Groups: surrender of ACT: arrangements regarding control
A company may at any relevant time satisfy the tests in (a), (c) and (d) of CTM81240. But there may be in existence arrangements (see CTM81270 to CTM81280) under which some person or persons have, or could obtain, control of that subsidiary but not of its parent. If there are such arrangements in existence, then the company is not a subsidiary for the purposes ofICTA88/S240. ‘Control’ for this purpose is defined as in ICTA88/S840.
An example of the existence of such arrangements is where the majority of the voting rights in the subsidiary company are held by a person or persons other than the parent company. Another example is where a person or persons, other than the parent company, hold loan stock which is convertible into shares that will carry the majority of the voting rights.
However ICTA88/S840 does not merely define ‘control’ in terms of voting rights, or interms of direct holdings.
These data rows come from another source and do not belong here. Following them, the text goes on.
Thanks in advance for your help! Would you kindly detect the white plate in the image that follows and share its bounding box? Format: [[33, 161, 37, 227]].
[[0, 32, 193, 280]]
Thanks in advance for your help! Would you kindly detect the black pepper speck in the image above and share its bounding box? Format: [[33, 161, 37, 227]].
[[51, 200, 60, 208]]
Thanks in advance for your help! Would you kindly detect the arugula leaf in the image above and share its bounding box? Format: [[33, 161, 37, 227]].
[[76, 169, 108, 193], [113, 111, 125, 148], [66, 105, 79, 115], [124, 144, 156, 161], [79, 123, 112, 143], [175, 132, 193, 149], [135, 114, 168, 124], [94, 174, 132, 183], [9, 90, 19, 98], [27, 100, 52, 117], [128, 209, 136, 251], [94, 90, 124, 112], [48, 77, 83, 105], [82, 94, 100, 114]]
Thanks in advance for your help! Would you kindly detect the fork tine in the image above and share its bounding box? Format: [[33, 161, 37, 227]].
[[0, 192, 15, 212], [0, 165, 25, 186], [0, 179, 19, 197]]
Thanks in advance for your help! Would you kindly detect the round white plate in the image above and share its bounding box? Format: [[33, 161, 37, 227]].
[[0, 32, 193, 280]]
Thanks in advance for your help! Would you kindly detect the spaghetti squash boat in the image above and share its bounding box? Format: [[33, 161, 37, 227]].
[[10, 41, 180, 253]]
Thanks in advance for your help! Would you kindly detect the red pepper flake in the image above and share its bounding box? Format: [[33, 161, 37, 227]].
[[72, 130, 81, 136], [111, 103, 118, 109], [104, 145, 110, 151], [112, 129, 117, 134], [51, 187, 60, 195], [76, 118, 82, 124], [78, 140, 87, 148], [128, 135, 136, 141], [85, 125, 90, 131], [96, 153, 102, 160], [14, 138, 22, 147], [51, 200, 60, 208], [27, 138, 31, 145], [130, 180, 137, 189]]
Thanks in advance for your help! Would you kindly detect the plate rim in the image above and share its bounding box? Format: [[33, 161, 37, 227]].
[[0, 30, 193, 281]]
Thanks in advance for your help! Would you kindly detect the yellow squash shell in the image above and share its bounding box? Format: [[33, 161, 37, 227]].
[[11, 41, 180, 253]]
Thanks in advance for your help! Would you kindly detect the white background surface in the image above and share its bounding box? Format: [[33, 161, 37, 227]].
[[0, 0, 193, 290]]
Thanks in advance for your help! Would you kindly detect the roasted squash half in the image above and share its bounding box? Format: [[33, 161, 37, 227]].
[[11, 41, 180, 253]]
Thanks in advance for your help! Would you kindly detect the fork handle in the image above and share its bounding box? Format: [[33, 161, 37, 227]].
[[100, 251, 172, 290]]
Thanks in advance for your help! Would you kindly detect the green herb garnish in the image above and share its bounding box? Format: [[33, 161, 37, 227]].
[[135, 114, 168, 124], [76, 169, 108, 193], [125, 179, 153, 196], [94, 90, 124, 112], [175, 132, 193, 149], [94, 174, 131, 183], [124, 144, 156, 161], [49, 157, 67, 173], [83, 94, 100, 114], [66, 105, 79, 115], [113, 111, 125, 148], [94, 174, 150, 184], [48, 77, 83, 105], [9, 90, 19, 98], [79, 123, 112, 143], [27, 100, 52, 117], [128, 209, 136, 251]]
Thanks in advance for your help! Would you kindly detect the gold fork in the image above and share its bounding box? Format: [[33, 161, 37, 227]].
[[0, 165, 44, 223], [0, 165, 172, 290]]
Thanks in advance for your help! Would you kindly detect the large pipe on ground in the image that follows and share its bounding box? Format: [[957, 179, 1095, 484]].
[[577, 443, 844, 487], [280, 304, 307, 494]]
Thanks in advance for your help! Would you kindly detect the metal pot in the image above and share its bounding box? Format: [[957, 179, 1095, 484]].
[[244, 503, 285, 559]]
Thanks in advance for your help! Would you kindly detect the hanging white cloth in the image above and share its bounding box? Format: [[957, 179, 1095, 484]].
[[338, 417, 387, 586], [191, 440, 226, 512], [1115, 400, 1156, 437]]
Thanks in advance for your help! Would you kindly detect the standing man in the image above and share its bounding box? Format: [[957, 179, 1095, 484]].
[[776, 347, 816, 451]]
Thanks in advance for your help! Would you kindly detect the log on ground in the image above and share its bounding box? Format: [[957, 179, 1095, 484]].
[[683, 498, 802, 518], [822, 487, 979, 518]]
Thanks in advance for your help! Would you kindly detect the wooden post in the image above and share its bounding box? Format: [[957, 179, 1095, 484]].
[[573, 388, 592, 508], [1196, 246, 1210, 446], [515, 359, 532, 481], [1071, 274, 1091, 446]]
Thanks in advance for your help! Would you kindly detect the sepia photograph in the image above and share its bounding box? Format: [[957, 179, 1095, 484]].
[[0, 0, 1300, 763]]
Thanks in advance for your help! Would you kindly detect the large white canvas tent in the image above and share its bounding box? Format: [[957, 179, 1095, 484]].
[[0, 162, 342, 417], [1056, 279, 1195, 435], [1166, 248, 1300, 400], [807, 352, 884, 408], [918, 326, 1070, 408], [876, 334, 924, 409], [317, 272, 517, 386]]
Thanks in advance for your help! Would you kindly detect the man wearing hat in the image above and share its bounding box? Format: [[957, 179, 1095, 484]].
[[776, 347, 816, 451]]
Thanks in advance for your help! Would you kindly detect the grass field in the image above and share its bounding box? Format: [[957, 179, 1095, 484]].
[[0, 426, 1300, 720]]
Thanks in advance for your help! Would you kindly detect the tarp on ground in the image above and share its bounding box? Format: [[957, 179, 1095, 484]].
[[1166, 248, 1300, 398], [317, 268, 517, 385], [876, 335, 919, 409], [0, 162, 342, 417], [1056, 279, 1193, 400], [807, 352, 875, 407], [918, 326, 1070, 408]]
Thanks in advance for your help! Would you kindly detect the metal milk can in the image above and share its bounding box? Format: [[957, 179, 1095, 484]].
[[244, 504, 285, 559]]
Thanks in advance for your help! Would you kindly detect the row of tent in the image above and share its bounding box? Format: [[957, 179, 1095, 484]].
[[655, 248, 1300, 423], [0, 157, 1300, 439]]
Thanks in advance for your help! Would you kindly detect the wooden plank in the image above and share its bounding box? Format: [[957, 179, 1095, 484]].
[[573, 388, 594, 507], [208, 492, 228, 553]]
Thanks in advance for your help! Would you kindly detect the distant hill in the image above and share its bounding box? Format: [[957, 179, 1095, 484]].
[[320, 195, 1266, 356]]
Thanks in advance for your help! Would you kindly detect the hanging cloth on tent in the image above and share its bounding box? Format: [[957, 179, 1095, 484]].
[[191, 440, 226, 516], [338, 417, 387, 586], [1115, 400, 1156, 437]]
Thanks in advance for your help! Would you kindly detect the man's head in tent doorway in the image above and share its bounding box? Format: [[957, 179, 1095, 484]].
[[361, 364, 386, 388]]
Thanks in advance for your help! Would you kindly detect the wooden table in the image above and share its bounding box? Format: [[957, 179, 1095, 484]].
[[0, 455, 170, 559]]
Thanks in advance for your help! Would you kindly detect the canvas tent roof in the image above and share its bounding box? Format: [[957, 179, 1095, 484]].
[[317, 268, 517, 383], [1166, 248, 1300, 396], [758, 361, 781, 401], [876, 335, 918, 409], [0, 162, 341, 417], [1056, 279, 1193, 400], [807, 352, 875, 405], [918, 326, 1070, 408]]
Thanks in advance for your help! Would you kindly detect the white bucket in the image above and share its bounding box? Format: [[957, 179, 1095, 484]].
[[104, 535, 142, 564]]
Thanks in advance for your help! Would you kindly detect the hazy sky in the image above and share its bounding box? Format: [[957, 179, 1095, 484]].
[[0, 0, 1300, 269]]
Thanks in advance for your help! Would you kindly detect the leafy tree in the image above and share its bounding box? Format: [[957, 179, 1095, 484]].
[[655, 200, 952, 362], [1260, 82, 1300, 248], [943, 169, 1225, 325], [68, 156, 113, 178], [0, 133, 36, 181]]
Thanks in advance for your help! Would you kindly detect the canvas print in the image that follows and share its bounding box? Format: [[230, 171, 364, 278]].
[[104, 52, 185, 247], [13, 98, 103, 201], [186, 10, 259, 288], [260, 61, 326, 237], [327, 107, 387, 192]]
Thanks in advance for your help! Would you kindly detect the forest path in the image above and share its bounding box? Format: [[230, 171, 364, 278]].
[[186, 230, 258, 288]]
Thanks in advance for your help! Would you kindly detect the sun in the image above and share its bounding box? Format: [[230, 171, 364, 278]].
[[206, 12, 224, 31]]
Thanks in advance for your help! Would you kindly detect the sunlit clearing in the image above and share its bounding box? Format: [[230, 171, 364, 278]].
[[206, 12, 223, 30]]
So, to determine whether such arrangements exist, it is necessary to consider:
- the Memorandum and Articles of Association of the company,
- any other documents regulating the company,
- the various documents that relate to loans made to the company.
Where a company other than the parent company holds the shares etc, it may also be necessary to consider the shareholders etc of that other company.
There is guidance at CTM80205 on SP3/93 and ESCC10. You have to follow these when you determine whether ‘arrangements’ are in existence.